Maria is nine weeks pregnant. She wants to obtain an abortion so she can focus her efforts on raising José and lifting her family out of poverty. She doesn’t want to risk taking pills obtained illegally at a flea market, and she knows that using something like a bleach douche or a coat hanger to end her pregnancy could kill her, leaving José without his mom.

Maria will have to hire a babysitter. Her lowest-cost option is to hire a student from the University of Texas Pan-American or UT Brownsville to care for José for two days. If she can not find one available whom she trusts to care for José overnight and for many hours on end, she will have to engage a professional nanny service at a much higher cost. She’s also worried about her car, a 10-year-old Chevy that’s broken down twice in the last year, and is in need of new tires and new brakes, for which she has been saving a little at a time.

Once she’s found child care, Maria makes an appointment at the nearest legal abortion provider in San Antonio, and she knows that she’ll need to spend at least 36 hours away from home. She’s requested at least two days off work—time off that will cost her $107 on a week when she has two shifts during that period and $161 in lost wages during a week when she’s successfully secured three shifts.
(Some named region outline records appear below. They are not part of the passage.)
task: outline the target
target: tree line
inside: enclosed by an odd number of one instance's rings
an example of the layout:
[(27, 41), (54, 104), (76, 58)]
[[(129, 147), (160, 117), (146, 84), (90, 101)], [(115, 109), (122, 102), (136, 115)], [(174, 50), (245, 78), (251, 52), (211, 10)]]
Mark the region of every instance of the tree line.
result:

She’s going to leave her home around noon on a Tuesday, and head to the San Antonio hotel room she’s reserved mere days in advance of her procedure, knowing that the lost income will make a tight budget even tighter.

On Wednesday, she’ll have a state-mandated ultrasound. Because Maria lives more than 100 miles from a legal abortion facility, she can bypass the government-required 24-hour waiting period between the ultrasound and surgical abortion, which together will cost her around $500. Medication abortion administered with pills would be a more affordable option for many patients in Texas. This is, however, not an option for women like Maria, because, despite medical protocol and evidence-based medical practices that say otherwise, Texas law now mandates she visit her doctor four separate times if she opts for medication abortion, making this ostensibly cheaper and safe option inaccessible to a person who lives 250 miles from the nearest legal abortion provider.
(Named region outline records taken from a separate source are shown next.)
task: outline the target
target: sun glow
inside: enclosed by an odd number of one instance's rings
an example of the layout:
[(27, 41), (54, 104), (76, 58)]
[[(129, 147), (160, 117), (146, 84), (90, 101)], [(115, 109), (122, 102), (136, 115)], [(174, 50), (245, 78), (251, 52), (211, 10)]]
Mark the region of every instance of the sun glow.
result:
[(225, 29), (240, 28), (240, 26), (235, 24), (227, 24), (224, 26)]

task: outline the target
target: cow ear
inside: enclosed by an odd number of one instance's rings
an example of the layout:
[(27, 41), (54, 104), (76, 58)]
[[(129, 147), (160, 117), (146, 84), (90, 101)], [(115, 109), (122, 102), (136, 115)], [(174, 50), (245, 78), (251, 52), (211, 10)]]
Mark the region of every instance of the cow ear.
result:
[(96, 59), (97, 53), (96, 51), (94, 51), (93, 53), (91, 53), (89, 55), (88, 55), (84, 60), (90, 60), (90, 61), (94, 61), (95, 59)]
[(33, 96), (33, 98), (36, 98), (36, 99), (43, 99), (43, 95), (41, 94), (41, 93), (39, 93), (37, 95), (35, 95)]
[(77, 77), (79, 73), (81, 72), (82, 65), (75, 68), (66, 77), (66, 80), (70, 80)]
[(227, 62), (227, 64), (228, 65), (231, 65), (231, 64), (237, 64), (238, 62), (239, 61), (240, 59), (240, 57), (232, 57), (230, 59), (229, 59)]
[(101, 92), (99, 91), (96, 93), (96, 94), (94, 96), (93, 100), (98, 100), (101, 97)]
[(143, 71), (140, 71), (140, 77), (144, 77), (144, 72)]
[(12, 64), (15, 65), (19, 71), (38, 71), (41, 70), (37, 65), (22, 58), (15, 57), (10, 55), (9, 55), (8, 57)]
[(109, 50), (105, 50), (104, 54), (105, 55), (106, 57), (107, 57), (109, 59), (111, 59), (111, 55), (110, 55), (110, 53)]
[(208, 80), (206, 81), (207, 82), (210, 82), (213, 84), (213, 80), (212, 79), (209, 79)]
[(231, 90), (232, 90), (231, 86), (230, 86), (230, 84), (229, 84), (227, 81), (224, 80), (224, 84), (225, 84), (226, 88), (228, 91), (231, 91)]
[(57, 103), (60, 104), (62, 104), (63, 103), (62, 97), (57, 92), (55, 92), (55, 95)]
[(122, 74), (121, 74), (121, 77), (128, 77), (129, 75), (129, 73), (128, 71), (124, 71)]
It’s possible that after Maria’s ultrasound, she’ll have her legal abortion procedure and be able complete the nearly four-hour drive home late at night, relieving the babysitter she’s hired at a rate of around $350 per day. More likely, by the time she gets in and is done, she’ll need to stay another night in San Antonio.

If that’s the case and she needs to spend two nights in San Antonio, Maria will wake up early and drive home to Harlingen Thursday morning—having driven close to eight hours round trip over two days (if traffic is reasonable and she has no problems with her car) to access a legal abortion procedure that, a year ago, she could have gotten minutes from her home.

All told, obtaining a legal abortion procedure will cost her between $1,101.00 and $1,599.00 depending on the number of nights away from home—more than a month’s wages, lost time, and considerable personal worry. This, according to the Fifth Circuit Court of Appeals, does not constitute an undue burden.

Below, you can join Maria on her entire journey from the Rio Grande Valley to San Antonio and back—if, that is, you have seven or so hours to spare.

*Maria is a fictional woman, whose life circumstances are based on evidence gathered from talking to Texas travel professionals, parents, and child-care workers, and from calculations based on data from PayCheckCity, the U.S. Census Bureau, and Google Maps.